Marvell Stock Surges 344% While Trading at 92x Forward P/E
MRVL•Marvell stock has surged 344% over the past year and 211% in the last three months, driven by its repositioning as a data center AI infrastructure supplier with record $1.8B Q1 revenue up 27%. Shares trade at a demanding 92x forward P/E, implying significant downside risk if growth falters.
1. Stock Performance and Valuation
Marvell shares have jumped 344% over the past year and 211% in the last three months, reflecting investor enthusiasm for its AI infrastructure strategy. The stock now trades at a 92x forward P/E and 26.7 price-to-sales multiple, far above market averages and peer levels.

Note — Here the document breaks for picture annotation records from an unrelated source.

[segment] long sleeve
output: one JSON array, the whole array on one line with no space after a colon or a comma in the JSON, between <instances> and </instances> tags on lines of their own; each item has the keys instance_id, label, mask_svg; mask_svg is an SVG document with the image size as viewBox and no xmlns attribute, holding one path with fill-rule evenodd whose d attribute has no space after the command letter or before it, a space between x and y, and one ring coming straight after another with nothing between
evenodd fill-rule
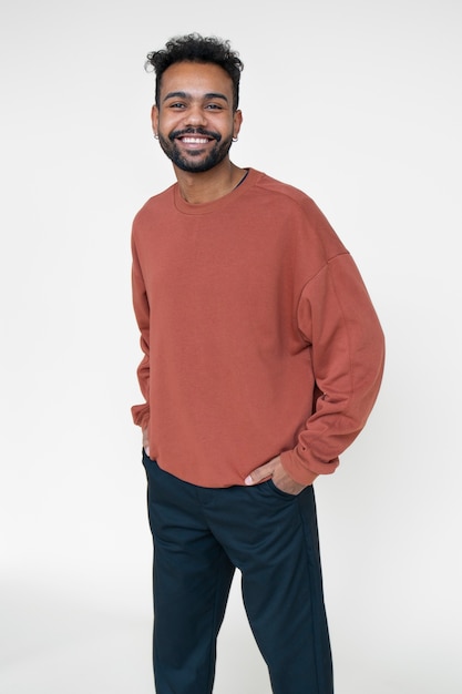
<instances>
[{"instance_id":1,"label":"long sleeve","mask_svg":"<svg viewBox=\"0 0 462 694\"><path fill-rule=\"evenodd\" d=\"M333 257L304 287L298 325L311 351L319 397L283 465L300 483L332 472L365 427L379 392L384 338L361 276L348 253Z\"/></svg>"},{"instance_id":2,"label":"long sleeve","mask_svg":"<svg viewBox=\"0 0 462 694\"><path fill-rule=\"evenodd\" d=\"M145 402L141 405L134 405L132 407L132 416L135 425L145 428L150 420L150 303L147 299L143 274L141 271L135 243L133 239L132 257L133 308L135 312L136 323L141 333L141 348L144 354L143 359L137 368L137 377L141 392L145 398Z\"/></svg>"}]
</instances>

2. Data Center Segment Growth
The data center division accounts for 76% of total revenue and delivered a record $1.8 billion in Q1, a 27% year-over-year increase. This segment’s strength underscores Marvell’s critical role in powering advanced data centers with high-speed connectivity solutions.
3. Key Product Drivers
High-speed optical interconnect components are forecast to grow by more than 70% year over year, while custom silicon for cloud providers is on track to more than double in fiscal 2028. Management targets over $10 billion in custom chip revenue by fiscal 2029, bolstering its AI infrastructure suite.
4. Risks and Outlook
Technical indicators show shares trading well above the 200-day moving average, signaling potential overextension. At current valuations, any slowdown in data center spending or execution missteps could trigger significant downside pressure on the stock.